Last night I made myself a set of long 2040 tubes for shooting flechettes. This morning I tried them out drawing to 3/4 butterfly (about 46" for me) with the blunt darts and didn't shoot myself in the head so when I got home from work I tried the sharp 'chettes. I'm in the garage at 21' because it's super cold out and at that distance I was hitting my 2.5" spinner target over and over again. I thought that was awesome because I hardly ever shoot with a longer draw, haven't tried it in almost a year with round ammo and had never tried it with flechettes.

Feeling confident, I hung up a bottle cap. On the second shot I nailed it and when I retrieved the cap out of my catchbox I found that I'd punched a hole in it. I've never seen this happen before so I thought I'd try to get it on video. I failed at that but when I shot the cap this time it put on a very cool spark show. Unfortunately it didn't show up on video as well because the camera was too far off center but my goofy reaction is probably worth posting the vid.

Here's my setup and the first punctured cap:









And here's how I'm drawing back, since it's not that clear on the vid:









I think I might be hooked! It's fun to shoot this way and the accuracy is way beyond what I expected.


----------



## Charles (Aug 26, 2010)

Good shooting! Once you get used to them, those long draws are very seductive ... lots of power that way.

Cheers ..... Charles


----------



## August West (Jan 21, 2012)

I have never shot a flechette, a little chicken lol, but my accuracy is actually much better drawing to 3/4 butterfly than it is anchoring on my face.
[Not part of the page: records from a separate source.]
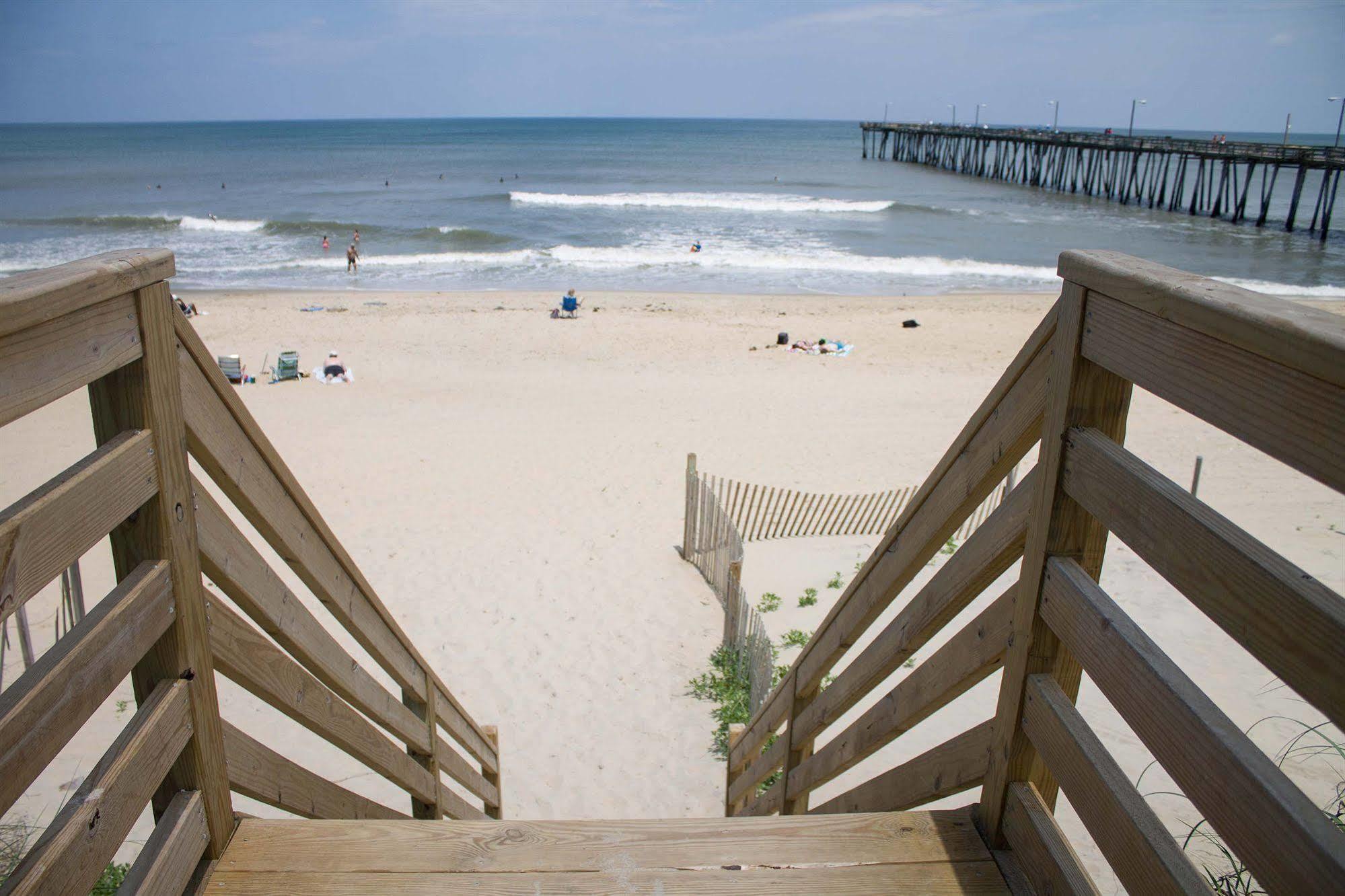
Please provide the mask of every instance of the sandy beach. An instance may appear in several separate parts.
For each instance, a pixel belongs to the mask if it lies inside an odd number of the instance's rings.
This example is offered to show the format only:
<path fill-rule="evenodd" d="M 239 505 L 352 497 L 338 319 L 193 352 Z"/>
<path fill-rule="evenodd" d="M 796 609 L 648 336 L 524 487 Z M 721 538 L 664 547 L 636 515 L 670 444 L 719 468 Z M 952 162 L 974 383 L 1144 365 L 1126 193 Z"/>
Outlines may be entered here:
<path fill-rule="evenodd" d="M 457 698 L 482 724 L 500 726 L 507 817 L 720 815 L 724 766 L 707 752 L 709 705 L 686 696 L 722 626 L 710 589 L 677 552 L 686 453 L 698 455 L 702 471 L 790 488 L 919 484 L 1054 296 L 611 292 L 589 293 L 578 319 L 554 320 L 547 309 L 558 295 L 184 297 L 206 312 L 195 326 L 211 351 L 239 354 L 249 373 L 260 374 L 264 359 L 282 348 L 299 350 L 304 370 L 338 350 L 354 371 L 348 386 L 304 379 L 241 386 L 239 394 Z M 324 309 L 300 311 L 311 305 Z M 902 328 L 908 318 L 920 327 Z M 773 347 L 780 331 L 857 348 L 846 358 L 790 354 Z M 1204 456 L 1202 499 L 1345 591 L 1340 495 L 1147 394 L 1137 393 L 1127 445 L 1184 484 L 1194 457 Z M 0 505 L 91 448 L 82 391 L 7 426 Z M 849 581 L 874 541 L 749 545 L 748 591 L 784 600 L 767 616 L 772 634 L 811 631 L 841 593 L 826 581 L 838 570 Z M 282 569 L 274 554 L 265 556 Z M 90 603 L 112 587 L 105 544 L 86 556 L 83 580 Z M 1103 585 L 1237 724 L 1268 716 L 1318 721 L 1115 539 Z M 810 587 L 819 603 L 799 608 L 796 599 Z M 39 651 L 51 643 L 55 608 L 55 587 L 30 604 Z M 784 651 L 781 662 L 791 657 Z M 5 681 L 20 670 L 11 632 Z M 997 687 L 994 677 L 819 791 L 814 803 L 989 717 Z M 286 739 L 293 745 L 284 752 L 303 751 L 319 774 L 397 799 L 391 787 L 237 687 L 222 681 L 221 696 L 223 714 L 245 731 Z M 129 698 L 126 683 L 95 720 L 110 722 L 124 712 L 117 701 Z M 1087 681 L 1080 706 L 1127 775 L 1138 778 L 1146 751 Z M 15 813 L 50 818 L 70 782 L 110 743 L 112 728 L 86 725 Z M 1274 752 L 1298 731 L 1280 718 L 1252 733 Z M 1337 779 L 1323 767 L 1286 768 L 1314 799 L 1330 796 Z M 1150 774 L 1141 790 L 1171 787 Z M 276 814 L 246 799 L 235 805 Z M 1155 805 L 1174 830 L 1197 819 L 1181 800 Z M 1111 880 L 1072 810 L 1060 814 L 1080 838 L 1089 870 L 1099 883 Z M 148 830 L 143 818 L 132 839 Z"/>

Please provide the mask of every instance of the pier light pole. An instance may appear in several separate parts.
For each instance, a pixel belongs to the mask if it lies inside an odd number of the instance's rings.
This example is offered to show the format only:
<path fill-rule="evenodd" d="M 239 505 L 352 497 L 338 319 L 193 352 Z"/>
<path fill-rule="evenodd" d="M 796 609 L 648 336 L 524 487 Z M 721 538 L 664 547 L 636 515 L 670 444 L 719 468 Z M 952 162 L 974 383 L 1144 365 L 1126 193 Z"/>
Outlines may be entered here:
<path fill-rule="evenodd" d="M 1126 132 L 1127 137 L 1134 137 L 1135 136 L 1135 106 L 1137 105 L 1143 106 L 1147 102 L 1149 102 L 1147 100 L 1131 100 L 1130 101 L 1130 130 Z"/>

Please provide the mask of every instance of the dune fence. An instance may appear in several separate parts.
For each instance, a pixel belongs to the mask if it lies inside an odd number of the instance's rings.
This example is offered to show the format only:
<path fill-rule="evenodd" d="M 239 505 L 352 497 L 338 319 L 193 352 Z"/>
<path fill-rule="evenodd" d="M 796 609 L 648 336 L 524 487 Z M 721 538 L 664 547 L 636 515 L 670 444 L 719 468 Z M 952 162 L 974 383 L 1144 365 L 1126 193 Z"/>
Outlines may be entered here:
<path fill-rule="evenodd" d="M 963 541 L 990 517 L 1014 486 L 1018 465 L 952 534 Z M 724 607 L 724 644 L 733 648 L 751 683 L 756 712 L 775 682 L 775 654 L 765 622 L 742 591 L 742 545 L 775 538 L 877 535 L 911 502 L 916 487 L 862 494 L 798 491 L 710 476 L 686 456 L 686 514 L 682 558 L 701 570 Z"/>

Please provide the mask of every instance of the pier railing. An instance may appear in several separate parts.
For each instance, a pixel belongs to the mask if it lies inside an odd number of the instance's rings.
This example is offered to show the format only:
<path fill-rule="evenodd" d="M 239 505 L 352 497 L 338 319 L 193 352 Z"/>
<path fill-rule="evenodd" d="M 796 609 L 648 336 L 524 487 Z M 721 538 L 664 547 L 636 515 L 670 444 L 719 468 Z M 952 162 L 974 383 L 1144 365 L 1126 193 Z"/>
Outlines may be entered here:
<path fill-rule="evenodd" d="M 137 704 L 5 895 L 87 892 L 147 803 L 156 827 L 125 892 L 180 892 L 217 858 L 235 823 L 230 791 L 307 818 L 500 814 L 495 731 L 468 716 L 332 534 L 176 309 L 172 273 L 172 253 L 132 250 L 0 280 L 0 426 L 87 387 L 98 445 L 0 511 L 0 619 L 108 534 L 117 576 L 0 693 L 0 813 L 128 674 Z M 336 642 L 229 506 L 397 690 Z M 284 737 L 266 744 L 222 720 L 217 671 L 405 791 L 405 811 L 286 757 Z"/>
<path fill-rule="evenodd" d="M 979 786 L 983 833 L 1011 848 L 1038 892 L 1095 892 L 1053 818 L 1063 788 L 1131 892 L 1209 892 L 1075 709 L 1087 673 L 1266 889 L 1326 892 L 1345 874 L 1345 833 L 1098 577 L 1115 533 L 1326 720 L 1345 722 L 1345 600 L 1123 447 L 1139 386 L 1345 491 L 1345 320 L 1116 253 L 1067 252 L 1060 273 L 1056 307 L 780 686 L 730 731 L 729 814 L 902 810 Z M 905 596 L 1038 441 L 1037 465 Z M 1014 564 L 1011 585 L 876 692 Z M 815 788 L 997 670 L 994 716 L 810 806 Z M 861 702 L 868 709 L 838 729 Z"/>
Plus I love the extra power.


----------



## LVO (Sep 25, 2011)

I love the speed....I just need to wear a helmet! h34r: Awesome work M_J!


----------



## Sunchierefram (Nov 16, 2013)

I wouldn't be able to shoot one of those for fear of sticking one into my hand.


----------



## Wingshooter (Dec 24, 2009)

You gots the nerve Bud! excellent shooting.


----------



## ghost0311/8541 (Jan 6, 2013)

need one to show up on the walking dead better than a crossbow.


----------